Get Duplicate Files

The script included below identifies duplicate files with the specified extensions in a selected folder and its subfolders. The sha1 checksum values are used to identify the duplicate files, and these values are included in the output, which is written to a text file on the user’s desktop.
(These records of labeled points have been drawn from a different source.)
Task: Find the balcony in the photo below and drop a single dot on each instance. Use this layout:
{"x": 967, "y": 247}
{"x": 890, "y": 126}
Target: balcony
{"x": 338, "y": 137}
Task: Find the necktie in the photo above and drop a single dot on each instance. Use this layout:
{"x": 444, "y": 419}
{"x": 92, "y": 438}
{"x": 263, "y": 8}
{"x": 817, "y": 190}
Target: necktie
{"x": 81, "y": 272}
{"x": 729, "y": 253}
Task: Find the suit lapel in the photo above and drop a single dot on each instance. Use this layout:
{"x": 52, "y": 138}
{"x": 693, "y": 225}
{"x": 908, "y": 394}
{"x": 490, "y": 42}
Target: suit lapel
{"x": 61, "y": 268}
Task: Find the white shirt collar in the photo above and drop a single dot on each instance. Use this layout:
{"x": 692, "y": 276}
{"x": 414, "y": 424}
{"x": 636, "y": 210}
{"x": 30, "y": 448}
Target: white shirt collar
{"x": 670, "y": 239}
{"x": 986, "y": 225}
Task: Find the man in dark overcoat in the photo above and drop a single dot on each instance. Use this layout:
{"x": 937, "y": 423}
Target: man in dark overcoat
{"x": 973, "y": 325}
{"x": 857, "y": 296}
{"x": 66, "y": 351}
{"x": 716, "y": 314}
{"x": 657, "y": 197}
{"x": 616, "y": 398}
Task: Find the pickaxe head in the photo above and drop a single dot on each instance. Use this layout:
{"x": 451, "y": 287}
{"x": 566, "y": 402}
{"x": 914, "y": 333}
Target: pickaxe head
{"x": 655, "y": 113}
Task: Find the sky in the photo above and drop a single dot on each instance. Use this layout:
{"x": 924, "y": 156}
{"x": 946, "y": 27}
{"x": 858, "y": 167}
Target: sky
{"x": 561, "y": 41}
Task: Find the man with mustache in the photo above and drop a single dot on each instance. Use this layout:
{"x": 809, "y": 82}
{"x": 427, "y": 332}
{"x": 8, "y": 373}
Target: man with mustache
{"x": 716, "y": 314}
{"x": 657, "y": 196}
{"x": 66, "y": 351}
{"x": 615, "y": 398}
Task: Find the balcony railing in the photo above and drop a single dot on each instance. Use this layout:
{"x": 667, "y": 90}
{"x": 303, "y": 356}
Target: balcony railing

This script can be slow if the number or size of the files being processed is large, altough the script is fairly robust.

use framework "Foundation"
use scripting additions

getDuplicateFiles()

on getDuplicateFiles()
	set theExtensions to {"jpg", "jpeg"} --set to desired lowercase file extensions
	set theFolder to POSIX path of (choose folder)
	set theFiles to getFiles(theFolder, theExtensions)
	set theData to current application's NSMutableArray's new()
	repeat with aFile in theFiles
		set aLine to do shell script "sha1 -r " & quoted form of (aFile as text)
		(theData's addObject:aLine)
	end repeat
	(theData's sortUsingSelector:"compare:")
	set theDuplicates to current application's NSMutableOrderedSet's new()
	set oldChecksum to current application's NSString's stringWithString:""
	set oldItem to current application's NSString's stringWithString:""
	repeat with anItem in theData
		set newChecksum to ((anItem's componentsSeparatedByString:space)'s objectAtIndex:0)
		if (newChecksum's isEqualToString:oldChecksum) is false then
			set oldChecksum to newChecksum
		else
			(theDuplicates's addObject:oldItem)
			(theDuplicates's addObject:anItem)
		end if
		set oldItem to anItem
	end repeat
	set theString to ((theDuplicates's array())'s componentsJoinedByString:linefeed)
	writeFile(theString)
end getDuplicateFiles

on getFiles(theFolder, fileExtensions)
	set theFolder to current application's |NSURL|'s fileURLWithPath:theFolder
	set fileManager to current application's NSFileManager's defaultManager()
	set folderContents to (fileManager's enumeratorAtURL:theFolder includingPropertiesForKeys:{} options:6 errorHandler:(missing value))'s allObjects() --option 6 skips hidden files and package contents
	set thePredicate to current application's NSPredicate's predicateWithFormat_("pathExtension.lowercaseString IN %@", fileExtensions)
	return (folderContents's filteredArrayUsingPredicate:thePredicate)'s valueForKey:"path"
end getFiles

on writeFile(theText)
	set theFile to (current application's NSHomeDirectory()'s stringByAppendingPathComponent:"Desktop")'s stringByAppendingPathComponent:"Duplicate Files.txt"
	(current application's NSString's stringWithString:theText)'s writeToFile:theFile atomically:true encoding:(current application's NSUTF8StringEncoding) |error|:(missing value)
end writeFile

The following script is similar to the above, except that a regex is used to identify files that are not duplicates. The regex pattern was provided by Nigel. The timing results for the two scripts are pretty much the same.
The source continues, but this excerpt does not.